Luxusweine und Eierspeisen
Man könnte sich zu Suppe, Fisch und Fleisch natürlich mit österreichischem Wein begnügen; die Auswahl an Grünen Veltlinern aus der Wachau ist gigantisch, und an Rotweinen aus dem Burgenland ist alles da, was Rang und Namen hat. Aber man findet auch Reifes aus dem Jura, aus Burgund oder Savoyen – manchmal günstiger als in Frankreich. Wer nicht die Weinbegleitung nimmt, läuft übrigens Gefahr, einen der Sommeliers zu enttäuschen. Die mit Diplom oder jenen mit Mastertitel.

Ausser der normalen Abstimmung von Weinen und Speisen existiert auch eine, die Luxustropfen aneinanderreiht und 385 Euro für sieben Gläser kostet. Es gibt sie ja, die Nachfrage nach Verfeinerung – warum sollte man sie nicht stillen? Angemessen geschäftstüchtig sind sie, die Österreicher. Aber erstens ist keiner gezwungen, teuer zu konsumieren, zweitens wird auch das Edelste mit jenem Schmäh gereicht, der jedweden Gedanken an Protz auf der Stelle zunichtemacht. Und drittens holt einen spätestens das Frühstück am nächsten Morgen wieder auf den Boden der Austria-Tatsachen zurück, sollte man doch mal kurz abgehoben sein. Semmeln, Aufstriche, Eierspeisen repräsentieren beste Regionalität. Die Wurst sucht man sich selbst in der Metzgerei nebenan aus. Nur Peter Alexander ist um diese Tageszeit noch nicht im Dienst.
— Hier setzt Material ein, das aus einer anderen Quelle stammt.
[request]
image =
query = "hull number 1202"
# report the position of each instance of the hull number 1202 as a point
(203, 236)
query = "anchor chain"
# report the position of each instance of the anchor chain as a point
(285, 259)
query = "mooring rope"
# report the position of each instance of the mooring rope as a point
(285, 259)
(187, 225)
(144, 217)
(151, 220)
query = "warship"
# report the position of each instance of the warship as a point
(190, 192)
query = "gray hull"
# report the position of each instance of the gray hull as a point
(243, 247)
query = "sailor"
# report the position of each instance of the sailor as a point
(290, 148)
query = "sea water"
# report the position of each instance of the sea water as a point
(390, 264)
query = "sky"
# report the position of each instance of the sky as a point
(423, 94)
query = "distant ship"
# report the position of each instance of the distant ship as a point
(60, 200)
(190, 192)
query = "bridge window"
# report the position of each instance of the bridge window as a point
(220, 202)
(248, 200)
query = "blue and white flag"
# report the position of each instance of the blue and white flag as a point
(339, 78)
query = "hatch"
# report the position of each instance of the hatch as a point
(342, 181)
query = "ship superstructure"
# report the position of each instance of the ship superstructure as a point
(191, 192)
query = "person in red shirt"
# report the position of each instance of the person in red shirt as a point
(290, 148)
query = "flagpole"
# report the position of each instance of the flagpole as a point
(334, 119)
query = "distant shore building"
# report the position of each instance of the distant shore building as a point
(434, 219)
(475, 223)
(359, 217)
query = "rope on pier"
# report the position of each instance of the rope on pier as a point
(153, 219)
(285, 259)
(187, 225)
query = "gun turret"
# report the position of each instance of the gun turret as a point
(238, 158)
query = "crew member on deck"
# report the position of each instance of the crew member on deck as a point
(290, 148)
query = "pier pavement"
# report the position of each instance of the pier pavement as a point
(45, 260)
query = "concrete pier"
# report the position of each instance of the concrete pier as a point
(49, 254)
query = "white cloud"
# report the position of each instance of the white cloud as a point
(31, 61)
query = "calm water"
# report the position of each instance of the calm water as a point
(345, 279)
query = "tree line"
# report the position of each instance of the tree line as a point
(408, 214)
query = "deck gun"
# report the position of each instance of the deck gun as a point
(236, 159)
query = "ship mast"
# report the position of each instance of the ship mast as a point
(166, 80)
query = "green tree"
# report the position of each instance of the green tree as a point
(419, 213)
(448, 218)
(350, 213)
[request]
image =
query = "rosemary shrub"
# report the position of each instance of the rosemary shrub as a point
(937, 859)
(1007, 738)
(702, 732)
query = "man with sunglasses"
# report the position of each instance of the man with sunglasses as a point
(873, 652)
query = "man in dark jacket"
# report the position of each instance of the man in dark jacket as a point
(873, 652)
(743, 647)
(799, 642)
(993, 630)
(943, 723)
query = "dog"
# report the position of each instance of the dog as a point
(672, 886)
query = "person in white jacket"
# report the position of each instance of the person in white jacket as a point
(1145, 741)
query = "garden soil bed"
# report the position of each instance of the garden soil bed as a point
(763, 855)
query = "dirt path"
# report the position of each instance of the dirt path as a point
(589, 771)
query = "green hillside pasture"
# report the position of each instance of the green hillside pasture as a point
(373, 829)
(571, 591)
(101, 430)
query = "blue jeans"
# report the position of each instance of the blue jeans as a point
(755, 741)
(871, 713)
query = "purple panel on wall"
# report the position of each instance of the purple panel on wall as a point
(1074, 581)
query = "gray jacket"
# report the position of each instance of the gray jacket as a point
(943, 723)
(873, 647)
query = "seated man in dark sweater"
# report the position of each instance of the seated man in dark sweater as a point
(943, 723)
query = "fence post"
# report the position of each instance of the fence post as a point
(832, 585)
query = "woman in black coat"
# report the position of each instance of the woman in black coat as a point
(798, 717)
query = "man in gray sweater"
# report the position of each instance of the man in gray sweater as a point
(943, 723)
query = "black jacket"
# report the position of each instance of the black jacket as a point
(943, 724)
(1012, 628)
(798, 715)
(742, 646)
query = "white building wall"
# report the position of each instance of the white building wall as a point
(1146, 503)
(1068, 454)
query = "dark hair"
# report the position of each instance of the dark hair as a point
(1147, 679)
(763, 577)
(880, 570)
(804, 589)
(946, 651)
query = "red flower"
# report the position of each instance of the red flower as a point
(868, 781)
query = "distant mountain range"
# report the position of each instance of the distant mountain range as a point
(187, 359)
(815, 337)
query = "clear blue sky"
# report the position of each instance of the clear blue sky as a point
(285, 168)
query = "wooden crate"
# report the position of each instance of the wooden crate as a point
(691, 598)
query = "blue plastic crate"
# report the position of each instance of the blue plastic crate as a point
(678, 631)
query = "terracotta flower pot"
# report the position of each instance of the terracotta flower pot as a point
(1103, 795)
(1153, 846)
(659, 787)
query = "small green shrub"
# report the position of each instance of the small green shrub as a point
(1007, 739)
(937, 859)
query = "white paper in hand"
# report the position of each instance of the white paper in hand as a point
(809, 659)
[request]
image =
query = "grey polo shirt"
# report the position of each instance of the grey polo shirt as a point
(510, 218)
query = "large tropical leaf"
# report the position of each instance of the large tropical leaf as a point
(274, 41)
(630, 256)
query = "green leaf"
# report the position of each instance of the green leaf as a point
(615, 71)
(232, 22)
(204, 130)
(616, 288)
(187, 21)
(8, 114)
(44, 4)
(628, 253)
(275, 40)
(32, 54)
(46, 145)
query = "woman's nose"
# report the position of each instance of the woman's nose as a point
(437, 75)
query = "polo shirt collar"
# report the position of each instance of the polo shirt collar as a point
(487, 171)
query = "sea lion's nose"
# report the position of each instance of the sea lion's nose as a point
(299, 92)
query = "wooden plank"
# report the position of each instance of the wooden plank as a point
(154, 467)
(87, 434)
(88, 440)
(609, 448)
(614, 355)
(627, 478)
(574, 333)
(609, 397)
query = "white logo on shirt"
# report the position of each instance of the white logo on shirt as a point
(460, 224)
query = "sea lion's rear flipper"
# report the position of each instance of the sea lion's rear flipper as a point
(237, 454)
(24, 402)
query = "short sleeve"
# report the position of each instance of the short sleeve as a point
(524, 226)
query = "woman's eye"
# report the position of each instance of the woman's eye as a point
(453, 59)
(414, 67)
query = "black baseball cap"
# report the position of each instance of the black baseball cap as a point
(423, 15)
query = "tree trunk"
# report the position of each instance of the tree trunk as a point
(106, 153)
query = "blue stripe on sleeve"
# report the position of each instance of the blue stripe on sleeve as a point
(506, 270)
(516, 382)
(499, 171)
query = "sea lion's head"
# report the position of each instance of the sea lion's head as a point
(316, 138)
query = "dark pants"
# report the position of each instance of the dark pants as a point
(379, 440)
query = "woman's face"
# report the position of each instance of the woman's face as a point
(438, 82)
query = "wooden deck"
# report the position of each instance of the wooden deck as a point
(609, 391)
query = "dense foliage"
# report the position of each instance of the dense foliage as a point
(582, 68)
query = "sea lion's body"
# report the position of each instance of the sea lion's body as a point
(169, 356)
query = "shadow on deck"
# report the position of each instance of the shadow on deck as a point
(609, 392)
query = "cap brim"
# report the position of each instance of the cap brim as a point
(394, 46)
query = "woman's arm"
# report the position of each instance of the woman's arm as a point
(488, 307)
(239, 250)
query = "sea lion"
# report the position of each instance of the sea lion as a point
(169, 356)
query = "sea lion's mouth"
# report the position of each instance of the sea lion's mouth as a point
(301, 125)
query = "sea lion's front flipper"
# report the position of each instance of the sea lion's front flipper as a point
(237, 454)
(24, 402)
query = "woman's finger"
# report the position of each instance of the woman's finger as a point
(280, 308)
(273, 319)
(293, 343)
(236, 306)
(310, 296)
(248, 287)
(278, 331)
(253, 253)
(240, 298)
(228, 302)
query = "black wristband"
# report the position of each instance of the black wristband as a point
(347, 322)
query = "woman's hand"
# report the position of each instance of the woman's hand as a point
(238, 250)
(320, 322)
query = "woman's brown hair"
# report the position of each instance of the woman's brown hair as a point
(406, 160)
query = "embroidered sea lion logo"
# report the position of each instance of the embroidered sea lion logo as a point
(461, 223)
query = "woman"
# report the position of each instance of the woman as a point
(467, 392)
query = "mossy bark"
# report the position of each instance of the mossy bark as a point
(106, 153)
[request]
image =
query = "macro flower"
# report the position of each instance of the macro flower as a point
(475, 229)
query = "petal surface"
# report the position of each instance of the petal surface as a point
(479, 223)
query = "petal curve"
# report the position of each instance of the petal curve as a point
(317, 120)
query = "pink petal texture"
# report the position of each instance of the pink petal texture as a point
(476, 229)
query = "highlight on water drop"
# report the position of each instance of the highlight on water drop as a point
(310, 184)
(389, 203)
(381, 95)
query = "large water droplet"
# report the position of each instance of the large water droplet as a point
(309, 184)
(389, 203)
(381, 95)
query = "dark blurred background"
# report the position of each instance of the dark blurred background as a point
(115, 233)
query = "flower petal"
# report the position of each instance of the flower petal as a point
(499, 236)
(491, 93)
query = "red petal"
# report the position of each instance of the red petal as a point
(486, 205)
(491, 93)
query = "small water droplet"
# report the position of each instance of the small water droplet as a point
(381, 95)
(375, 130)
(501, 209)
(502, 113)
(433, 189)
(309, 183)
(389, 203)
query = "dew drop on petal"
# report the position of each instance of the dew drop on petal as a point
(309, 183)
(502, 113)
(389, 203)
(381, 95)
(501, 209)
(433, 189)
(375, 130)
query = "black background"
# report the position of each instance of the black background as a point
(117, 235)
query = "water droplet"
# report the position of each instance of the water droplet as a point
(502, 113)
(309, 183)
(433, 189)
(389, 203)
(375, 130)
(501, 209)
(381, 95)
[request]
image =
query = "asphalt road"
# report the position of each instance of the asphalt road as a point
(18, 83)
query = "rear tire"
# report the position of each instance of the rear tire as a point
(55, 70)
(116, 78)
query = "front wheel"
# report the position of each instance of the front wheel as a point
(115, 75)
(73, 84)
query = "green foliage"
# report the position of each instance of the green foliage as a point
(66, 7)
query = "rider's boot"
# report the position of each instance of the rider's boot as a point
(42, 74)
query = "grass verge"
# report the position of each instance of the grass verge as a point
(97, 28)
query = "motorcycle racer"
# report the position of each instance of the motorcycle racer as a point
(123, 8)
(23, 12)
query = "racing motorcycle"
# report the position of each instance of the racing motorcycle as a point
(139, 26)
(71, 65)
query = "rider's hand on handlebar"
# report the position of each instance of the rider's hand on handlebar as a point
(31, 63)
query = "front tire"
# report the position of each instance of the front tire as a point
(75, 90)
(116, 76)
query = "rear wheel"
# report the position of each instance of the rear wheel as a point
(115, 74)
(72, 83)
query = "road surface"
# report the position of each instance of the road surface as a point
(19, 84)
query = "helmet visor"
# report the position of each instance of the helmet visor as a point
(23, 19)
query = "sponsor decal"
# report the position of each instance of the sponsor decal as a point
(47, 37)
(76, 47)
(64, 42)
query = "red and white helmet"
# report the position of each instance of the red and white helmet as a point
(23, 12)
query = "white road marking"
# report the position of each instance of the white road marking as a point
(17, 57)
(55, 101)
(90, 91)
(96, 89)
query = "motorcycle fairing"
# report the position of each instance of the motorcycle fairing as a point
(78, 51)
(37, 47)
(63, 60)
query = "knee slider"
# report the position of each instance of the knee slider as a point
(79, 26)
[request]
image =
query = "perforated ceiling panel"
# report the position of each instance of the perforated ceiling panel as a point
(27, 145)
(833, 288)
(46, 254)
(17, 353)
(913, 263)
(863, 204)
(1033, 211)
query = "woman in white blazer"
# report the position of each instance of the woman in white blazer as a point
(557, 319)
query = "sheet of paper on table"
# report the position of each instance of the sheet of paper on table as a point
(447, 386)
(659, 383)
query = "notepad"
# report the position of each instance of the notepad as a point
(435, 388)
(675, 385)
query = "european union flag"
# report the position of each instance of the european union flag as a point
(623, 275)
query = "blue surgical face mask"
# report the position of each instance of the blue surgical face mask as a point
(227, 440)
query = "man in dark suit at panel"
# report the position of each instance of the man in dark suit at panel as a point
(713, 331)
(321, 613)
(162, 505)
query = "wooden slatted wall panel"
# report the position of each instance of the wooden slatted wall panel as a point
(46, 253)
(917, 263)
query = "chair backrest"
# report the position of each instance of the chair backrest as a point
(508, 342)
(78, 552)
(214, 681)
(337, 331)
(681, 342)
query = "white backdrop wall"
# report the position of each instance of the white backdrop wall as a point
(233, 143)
Verlagspartnerschaft: Der thematische Input für diesen unabhängig recherchierten Artikel stammt von Österreich Werbung. Reisetipps und Infos gibts online: austria.info/kulinarik.

Ein gastronomisches Imperium
Metzgerei, Weinhandel, Wirtshaus und Gourmetrestaurant sind Teile des Döllerer-Imperiums, und auch die Hotelzimmer und die Bar gehören dazu, neuerdings ausserdem der imposante Terrassengarten, der hinter dem Haus in die Höhe steigt.

Döllerer Genusswelten
Markt 56, 5440 Golling, Österreich
+43 6244 42200
doellerer.at

Mozart, Sacher und die Legende der Bischofsgeliebten
Kulinarische Traditionen gibt es nicht nur in Österreich; auch die Schweiz schwärmt ja von der Klassik. Nur dass man dort gern trennt. Hier die deftigen Delikatessen fürs Volk, dort die feinen Köstlichkeiten; beide Welten haben auch in Deutschland selten viel miteinander gemein. In Österreich ist das anders. Die Klassik wird gepflegt, und zwar bis in die Gourmetgastronomie hinein. Sachertorten zum Beispiel (angeblich 1832 entstanden), Mozartkugeln (ziemlich sicher im Jahre 1890 erfunden) oder Salzburger Nockerln (Sechzehnhundertundnochwas angeblich von der Geliebten eines Erzbischofs gebacken). Zumindest die letzte Anekdote sagt einiges über den Charakter der Österreicher aus. Eine Mozartkugelpraline wird übrigens auch im Döllerer serviert, ganz zum Schluss, zusammen mit Esterházyschnitte und Linzertorte. Grandios!